The same can be said for Harryhausen's next venture, 20 Million Miles To Earth (1957). Here a rocket returning from a secret flight to Venus crashes into the sea off Sicily, carrying just one survivor (we think), a Colonel Calder, played by William Hopper (best remembered as Paul Drake on TV's Perry Mason). Soon, it's painfully evident that the rocket was carrying one more passenger, an embryo of a Venus resident who is rapidly born, and whose growth is then accelerated by the Earth's atmosphere. Before you can say "Cancel my flight to Rome", this extremely ugly and now enormous Venusian creature is camping out in the Coliseum, causing all manner of havoc. If this is not yet a cult film, it should be: Harryhausen's creation is a monstrous work of art, and having the devastation occur in Rome adds a unique touch to this sometimes silly, but still highly diverting, picture.

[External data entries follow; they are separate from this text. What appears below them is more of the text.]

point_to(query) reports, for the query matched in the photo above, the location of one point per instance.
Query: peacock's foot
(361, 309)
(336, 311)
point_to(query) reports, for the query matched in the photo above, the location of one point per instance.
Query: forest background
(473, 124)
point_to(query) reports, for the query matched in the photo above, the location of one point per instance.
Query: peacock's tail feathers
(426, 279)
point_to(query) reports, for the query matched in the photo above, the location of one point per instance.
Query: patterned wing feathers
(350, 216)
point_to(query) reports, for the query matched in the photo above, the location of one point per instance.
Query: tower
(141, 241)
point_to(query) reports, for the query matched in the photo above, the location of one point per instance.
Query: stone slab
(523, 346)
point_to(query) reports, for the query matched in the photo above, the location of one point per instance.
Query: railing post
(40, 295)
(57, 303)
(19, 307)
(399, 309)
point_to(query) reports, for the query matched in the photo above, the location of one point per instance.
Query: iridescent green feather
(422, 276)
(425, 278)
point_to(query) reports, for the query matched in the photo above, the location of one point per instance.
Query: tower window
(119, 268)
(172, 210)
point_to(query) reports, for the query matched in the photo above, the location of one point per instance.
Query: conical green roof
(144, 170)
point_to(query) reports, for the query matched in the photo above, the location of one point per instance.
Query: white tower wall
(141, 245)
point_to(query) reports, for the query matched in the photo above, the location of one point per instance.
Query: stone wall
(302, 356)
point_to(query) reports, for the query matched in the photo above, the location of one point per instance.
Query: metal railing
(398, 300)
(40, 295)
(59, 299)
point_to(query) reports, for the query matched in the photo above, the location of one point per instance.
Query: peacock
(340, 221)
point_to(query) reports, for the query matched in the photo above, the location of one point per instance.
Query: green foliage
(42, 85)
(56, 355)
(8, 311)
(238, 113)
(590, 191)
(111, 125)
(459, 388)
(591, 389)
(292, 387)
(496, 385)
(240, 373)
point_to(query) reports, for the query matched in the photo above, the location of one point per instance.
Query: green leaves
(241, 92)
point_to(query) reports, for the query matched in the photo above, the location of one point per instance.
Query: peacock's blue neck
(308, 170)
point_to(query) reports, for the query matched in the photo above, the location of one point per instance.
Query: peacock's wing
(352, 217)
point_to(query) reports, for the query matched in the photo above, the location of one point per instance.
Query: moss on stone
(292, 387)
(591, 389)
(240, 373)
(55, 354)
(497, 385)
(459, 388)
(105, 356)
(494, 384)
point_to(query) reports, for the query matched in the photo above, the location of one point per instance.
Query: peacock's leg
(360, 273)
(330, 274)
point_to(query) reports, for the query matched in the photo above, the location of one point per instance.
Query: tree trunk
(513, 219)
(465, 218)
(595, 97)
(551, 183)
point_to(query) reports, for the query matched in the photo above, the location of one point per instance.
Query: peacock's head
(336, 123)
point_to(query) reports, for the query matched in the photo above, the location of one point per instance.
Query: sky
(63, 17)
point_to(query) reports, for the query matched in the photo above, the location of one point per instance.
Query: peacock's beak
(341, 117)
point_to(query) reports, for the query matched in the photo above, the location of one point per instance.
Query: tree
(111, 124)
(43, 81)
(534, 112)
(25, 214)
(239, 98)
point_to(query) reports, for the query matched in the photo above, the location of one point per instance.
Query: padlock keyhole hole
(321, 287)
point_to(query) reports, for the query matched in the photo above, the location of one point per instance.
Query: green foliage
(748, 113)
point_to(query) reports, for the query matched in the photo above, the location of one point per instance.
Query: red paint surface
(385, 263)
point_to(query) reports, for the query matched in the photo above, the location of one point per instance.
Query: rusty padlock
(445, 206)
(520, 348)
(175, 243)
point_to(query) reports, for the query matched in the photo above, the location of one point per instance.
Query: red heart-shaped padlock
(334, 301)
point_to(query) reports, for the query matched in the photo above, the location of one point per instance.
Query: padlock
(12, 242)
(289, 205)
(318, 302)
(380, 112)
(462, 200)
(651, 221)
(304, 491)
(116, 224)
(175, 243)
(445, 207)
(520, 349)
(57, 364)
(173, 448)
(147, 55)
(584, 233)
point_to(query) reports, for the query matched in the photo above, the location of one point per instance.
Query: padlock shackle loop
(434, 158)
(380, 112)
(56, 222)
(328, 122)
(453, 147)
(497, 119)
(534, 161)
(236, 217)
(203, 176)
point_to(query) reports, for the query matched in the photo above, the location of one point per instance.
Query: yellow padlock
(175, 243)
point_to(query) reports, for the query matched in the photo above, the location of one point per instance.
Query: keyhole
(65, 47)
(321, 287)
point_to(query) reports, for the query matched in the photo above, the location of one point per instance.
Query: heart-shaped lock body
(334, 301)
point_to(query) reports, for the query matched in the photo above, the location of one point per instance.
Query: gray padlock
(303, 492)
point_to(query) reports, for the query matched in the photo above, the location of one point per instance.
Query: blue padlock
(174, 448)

Dated as some of these titles are, they're still great fun for those partial to the genre, or game to get acquainted with it. And let us not forget: sitting in those dark theatres back in the fifties were young people with names like Kubrick, Roddenberry, Lucas and Spielberg, who'd be inspired to take the science fiction film to new levels of excellence in the years to come, largely as a result of seeing these pioneering features.